The memoir is called “Becoming Ms. Burton,” and that’s the journey it describes. As a black girl growing up in a dysfunctional family in the Watts neighborhood of Los Angeles, Burton was repeatedly raped, and then her child was run over and killed by a policeman. She self-medicated with alcohol, cocaine and crack.

“After six prison commitments, at the end of those, I was more broken than when I went into the system,” she told me. “Each time I was released, I would say I’m going to get it together, but each time it was more daunting.”

Her cycles in prison ended only after she chanced into a drug-treatment program in Santa Monica that mostly served a more affluent clientele. A 100-day stint there helped her turn her life around — a reminder that America would be far better off if we treated addiction as less a criminal justice issue than a public health crisis. That’s particularly true now that some 52,000 Americans die annually from drug overdoses, more than 10 times the number who died in the entire Iraq War.

Starting in 1998, Burton began to help other women leaving prison, providing them with shelter and coaching them on staying sober and finding jobs. The effort was an immediate success, and philanthropists took note.

When Theodore Forstmann asked her to make a list of what she needed, Burton initially wrote down “toilet paper.” A friend explained that Forstmann was a billionaire, and Burton upped the ante to request a van, and Forstmann came through.

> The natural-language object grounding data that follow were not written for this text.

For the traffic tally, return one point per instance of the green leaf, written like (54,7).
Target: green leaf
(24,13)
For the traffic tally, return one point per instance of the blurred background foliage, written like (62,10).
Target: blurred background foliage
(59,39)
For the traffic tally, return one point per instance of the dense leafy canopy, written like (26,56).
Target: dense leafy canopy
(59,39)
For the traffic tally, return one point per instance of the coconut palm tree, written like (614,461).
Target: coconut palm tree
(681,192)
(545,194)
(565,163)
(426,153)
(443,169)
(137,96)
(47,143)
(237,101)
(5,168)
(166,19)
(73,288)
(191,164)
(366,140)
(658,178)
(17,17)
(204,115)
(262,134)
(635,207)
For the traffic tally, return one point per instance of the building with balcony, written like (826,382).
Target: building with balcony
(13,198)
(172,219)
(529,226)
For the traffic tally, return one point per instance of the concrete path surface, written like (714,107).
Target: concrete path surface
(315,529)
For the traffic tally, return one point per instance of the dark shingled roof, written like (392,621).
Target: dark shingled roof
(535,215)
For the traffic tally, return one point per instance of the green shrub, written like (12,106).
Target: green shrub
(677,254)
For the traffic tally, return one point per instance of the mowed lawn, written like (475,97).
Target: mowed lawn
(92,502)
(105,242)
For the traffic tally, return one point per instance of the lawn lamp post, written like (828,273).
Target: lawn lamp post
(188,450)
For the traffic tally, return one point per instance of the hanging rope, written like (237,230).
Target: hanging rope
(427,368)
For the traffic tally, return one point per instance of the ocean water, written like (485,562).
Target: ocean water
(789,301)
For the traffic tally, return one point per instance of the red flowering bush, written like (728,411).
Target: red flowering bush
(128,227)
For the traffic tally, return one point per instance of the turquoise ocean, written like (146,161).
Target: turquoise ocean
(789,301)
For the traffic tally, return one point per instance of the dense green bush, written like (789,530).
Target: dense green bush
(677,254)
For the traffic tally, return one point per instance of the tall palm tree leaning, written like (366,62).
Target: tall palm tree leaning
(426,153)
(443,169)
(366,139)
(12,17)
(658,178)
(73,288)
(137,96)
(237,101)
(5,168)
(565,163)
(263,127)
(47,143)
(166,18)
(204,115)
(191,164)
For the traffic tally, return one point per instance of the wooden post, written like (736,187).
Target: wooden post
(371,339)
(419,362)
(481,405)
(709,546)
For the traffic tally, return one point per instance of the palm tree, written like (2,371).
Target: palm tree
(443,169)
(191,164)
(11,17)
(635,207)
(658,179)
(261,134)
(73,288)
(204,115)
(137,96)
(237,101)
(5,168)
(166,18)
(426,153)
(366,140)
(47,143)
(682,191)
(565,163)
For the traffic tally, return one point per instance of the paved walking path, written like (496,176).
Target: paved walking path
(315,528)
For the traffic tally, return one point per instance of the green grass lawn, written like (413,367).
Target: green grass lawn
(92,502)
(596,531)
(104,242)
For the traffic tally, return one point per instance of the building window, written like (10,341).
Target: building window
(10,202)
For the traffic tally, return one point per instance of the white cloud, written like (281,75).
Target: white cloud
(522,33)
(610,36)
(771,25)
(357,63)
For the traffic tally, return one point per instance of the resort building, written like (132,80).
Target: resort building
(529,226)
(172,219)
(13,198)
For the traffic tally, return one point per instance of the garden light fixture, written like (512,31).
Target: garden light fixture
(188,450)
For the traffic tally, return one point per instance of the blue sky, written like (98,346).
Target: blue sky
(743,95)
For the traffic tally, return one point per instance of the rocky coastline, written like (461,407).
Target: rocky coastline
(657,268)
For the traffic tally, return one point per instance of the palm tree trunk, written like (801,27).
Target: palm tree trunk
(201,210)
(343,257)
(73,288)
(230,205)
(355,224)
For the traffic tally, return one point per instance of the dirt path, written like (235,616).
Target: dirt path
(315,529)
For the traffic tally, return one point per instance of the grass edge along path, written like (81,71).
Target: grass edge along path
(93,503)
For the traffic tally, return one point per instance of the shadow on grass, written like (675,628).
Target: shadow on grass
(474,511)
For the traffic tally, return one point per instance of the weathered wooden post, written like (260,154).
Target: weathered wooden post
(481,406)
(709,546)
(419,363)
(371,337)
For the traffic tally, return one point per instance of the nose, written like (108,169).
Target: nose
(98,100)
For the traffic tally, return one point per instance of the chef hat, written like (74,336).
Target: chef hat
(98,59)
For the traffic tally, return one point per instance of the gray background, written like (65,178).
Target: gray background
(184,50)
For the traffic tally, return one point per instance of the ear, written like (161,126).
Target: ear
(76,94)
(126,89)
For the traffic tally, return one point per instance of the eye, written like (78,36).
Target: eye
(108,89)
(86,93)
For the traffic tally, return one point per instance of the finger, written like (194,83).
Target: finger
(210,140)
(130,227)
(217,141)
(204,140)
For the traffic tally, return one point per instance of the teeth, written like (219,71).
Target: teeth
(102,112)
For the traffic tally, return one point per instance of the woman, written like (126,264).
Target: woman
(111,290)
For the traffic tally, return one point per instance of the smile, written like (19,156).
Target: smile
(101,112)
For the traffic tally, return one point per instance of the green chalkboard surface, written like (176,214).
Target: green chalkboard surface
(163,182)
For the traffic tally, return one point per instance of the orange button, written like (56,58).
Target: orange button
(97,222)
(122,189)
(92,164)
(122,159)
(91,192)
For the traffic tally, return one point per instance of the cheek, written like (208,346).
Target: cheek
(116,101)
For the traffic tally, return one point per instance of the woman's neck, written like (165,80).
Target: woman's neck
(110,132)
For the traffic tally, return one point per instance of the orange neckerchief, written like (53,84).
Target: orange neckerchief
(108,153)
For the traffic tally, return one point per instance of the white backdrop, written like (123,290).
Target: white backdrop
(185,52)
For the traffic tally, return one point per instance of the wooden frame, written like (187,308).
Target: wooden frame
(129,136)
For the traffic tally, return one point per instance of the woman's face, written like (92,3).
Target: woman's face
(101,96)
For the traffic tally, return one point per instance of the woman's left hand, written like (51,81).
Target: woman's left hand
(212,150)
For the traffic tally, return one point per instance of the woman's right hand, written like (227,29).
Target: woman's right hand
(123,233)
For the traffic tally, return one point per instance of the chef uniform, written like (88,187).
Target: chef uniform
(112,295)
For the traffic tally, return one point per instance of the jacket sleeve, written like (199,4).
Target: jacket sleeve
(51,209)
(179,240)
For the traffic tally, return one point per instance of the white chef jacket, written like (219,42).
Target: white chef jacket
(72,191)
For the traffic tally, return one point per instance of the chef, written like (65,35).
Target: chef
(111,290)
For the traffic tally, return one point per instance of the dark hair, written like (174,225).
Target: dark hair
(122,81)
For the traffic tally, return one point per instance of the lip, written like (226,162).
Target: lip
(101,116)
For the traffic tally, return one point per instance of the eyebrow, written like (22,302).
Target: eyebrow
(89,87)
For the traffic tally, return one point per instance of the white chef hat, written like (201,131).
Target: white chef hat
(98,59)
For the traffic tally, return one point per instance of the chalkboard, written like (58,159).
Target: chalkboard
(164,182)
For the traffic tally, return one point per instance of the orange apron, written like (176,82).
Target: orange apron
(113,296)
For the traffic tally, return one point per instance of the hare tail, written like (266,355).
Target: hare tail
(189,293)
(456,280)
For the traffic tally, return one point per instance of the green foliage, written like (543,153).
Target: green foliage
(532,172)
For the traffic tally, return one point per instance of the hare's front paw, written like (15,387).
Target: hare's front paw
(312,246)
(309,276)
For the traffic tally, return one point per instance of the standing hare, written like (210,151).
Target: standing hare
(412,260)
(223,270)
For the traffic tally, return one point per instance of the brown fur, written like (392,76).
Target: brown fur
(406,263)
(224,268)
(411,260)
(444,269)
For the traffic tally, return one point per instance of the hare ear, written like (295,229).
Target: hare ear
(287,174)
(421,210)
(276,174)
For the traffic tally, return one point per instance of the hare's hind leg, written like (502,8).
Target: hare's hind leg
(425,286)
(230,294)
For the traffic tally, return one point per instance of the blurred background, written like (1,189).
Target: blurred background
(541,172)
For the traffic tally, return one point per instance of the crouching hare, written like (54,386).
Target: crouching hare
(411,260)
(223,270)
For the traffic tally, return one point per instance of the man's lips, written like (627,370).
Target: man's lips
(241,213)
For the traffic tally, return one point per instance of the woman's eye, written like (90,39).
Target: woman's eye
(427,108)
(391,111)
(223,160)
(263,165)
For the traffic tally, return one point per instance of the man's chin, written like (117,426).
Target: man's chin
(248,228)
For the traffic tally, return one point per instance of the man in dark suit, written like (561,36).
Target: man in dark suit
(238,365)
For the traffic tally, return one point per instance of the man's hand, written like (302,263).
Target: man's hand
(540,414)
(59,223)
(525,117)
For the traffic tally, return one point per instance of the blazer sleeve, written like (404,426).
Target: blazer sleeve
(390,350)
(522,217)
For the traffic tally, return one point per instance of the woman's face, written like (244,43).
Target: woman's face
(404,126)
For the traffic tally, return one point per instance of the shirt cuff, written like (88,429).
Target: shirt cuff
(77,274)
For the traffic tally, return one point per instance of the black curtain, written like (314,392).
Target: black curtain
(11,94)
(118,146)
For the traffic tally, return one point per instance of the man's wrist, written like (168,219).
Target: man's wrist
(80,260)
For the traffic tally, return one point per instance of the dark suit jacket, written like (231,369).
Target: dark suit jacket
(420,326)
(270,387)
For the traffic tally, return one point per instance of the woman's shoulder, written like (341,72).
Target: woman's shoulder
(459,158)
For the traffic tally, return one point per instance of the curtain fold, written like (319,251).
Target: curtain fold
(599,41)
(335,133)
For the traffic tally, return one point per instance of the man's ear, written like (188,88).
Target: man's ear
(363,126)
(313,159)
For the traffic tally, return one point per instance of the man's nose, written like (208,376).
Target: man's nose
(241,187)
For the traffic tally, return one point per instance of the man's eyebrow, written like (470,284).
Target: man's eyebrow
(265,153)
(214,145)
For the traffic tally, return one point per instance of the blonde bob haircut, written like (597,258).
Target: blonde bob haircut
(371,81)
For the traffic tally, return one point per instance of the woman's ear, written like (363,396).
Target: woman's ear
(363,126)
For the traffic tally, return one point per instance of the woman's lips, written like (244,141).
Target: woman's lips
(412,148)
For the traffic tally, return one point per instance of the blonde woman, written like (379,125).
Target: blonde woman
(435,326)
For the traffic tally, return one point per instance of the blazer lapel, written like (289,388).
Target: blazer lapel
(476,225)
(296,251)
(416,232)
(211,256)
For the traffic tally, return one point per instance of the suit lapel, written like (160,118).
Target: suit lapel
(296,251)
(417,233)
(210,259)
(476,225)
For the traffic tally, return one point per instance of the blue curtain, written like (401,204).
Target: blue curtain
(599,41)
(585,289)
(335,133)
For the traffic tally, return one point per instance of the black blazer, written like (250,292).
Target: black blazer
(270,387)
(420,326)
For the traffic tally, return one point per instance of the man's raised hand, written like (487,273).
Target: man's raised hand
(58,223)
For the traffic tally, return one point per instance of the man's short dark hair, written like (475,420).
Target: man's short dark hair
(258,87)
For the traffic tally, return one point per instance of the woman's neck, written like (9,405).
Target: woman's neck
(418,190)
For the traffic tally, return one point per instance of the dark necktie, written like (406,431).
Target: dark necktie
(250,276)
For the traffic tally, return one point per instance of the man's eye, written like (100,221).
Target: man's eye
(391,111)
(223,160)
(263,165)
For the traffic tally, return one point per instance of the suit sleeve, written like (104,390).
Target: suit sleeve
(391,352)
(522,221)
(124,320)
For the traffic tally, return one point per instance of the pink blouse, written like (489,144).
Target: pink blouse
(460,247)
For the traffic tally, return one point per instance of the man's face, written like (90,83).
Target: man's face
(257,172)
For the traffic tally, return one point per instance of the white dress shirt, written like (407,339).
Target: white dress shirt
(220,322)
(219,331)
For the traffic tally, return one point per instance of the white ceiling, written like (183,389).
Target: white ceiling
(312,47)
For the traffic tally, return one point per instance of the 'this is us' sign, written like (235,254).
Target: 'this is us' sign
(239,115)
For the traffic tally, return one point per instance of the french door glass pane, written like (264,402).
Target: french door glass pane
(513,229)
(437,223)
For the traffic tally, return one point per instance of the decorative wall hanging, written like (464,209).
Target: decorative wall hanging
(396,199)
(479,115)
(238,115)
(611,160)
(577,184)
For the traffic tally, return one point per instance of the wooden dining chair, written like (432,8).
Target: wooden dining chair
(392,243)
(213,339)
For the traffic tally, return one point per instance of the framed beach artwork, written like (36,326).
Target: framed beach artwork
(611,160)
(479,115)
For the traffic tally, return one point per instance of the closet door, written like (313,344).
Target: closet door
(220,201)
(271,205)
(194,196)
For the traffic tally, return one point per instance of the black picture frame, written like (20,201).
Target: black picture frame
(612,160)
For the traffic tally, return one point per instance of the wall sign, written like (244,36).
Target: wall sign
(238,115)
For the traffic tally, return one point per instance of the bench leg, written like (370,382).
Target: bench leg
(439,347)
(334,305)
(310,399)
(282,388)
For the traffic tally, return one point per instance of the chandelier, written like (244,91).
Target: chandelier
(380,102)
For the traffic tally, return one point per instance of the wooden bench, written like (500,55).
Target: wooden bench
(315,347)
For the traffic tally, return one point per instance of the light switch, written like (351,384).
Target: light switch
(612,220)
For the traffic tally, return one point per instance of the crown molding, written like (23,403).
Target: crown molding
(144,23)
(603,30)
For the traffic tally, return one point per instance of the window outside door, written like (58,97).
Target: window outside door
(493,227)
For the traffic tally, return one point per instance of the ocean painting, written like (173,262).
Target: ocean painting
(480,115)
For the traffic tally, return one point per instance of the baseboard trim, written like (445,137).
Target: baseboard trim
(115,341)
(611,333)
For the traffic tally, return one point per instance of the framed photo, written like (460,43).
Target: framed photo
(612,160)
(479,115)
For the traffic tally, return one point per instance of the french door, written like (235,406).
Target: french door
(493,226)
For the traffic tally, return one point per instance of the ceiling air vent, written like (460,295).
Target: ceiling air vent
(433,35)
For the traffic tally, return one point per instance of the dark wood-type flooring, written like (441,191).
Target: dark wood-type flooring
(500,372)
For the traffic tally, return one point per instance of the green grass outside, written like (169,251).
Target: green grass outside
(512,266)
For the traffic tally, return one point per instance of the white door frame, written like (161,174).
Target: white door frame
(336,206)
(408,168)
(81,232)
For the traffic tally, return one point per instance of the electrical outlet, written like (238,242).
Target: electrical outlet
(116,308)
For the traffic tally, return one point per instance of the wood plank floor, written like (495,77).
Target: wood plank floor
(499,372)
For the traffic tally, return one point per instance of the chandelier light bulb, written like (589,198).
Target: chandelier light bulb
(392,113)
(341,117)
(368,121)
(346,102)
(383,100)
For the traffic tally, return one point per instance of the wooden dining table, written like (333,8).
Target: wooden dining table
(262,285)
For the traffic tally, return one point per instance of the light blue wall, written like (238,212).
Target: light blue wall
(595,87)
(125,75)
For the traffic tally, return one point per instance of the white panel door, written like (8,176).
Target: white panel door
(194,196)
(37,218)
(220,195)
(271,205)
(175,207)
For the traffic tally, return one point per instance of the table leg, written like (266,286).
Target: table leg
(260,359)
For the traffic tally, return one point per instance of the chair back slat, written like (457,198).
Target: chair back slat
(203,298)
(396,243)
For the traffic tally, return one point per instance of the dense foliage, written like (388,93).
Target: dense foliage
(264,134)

Burton now has 28 staff members, including six lawyers. She runs five homes for 32 women who have left prison and has been recognized as a CNN Hero — and she burns with a passion to help other women find an exit ramp as well.

“We keep a woman in prison for decade after decade at a cost of $60,000 a year and then give them $200 when they hit the gates for release,” she said, shaking her head. “And, adios. People have to get their IDs, Social Security cards. They have to get clothing, housing, apply for benefits and services, and it’s impossible to do with 200 bucks.”

The upshot, she said, is that people re-offend — and then get locked up once more, at a huge expense.

Burton showed me the homes she has set up, and the women in them are a reminder of how difficult it can be to start over after years in prison. One woman, Unique, confided that she hears voices in her head shouting at her, and Burton asked her why she didn’t keep a doctor’s appointment. “I’m afraid to go out,” Unique explained, so Burton worked out an escort so that Unique could see the doctor and get her medicines.

“If we don’t help her with those voices, she’ll be right back in prison,” Burton said when we were outside. Another former prisoner proudly gave her full name: Mary Mitchell. Now 53, she had been behind bars for her entire adult life and has never had an official ID card. With Burton’s help she is getting one and looking for a job. But Mitchell has forgotten how to walk in a city.

“I was so scared,” she said. “I didn’t know how to cross a crosswalk.”

Burton told me that a trigger in her own downward spiral was the gang rape that resulted in her pregnancy; if she had received counseling, she thinks, she might have avoided unraveling.

Too often, we miss these chances to help wounded young people, and we invest only in jailing them.

So I’m celebrating Burton’s new book and amazing second career — but with a bittersweet feeling that there are so many other Susan Burtons out there who never get the help or drug treatment they need and are still incarcerated in ways that diminish them and all of America.

Nicholas Kristof is a columnist for The New York Times.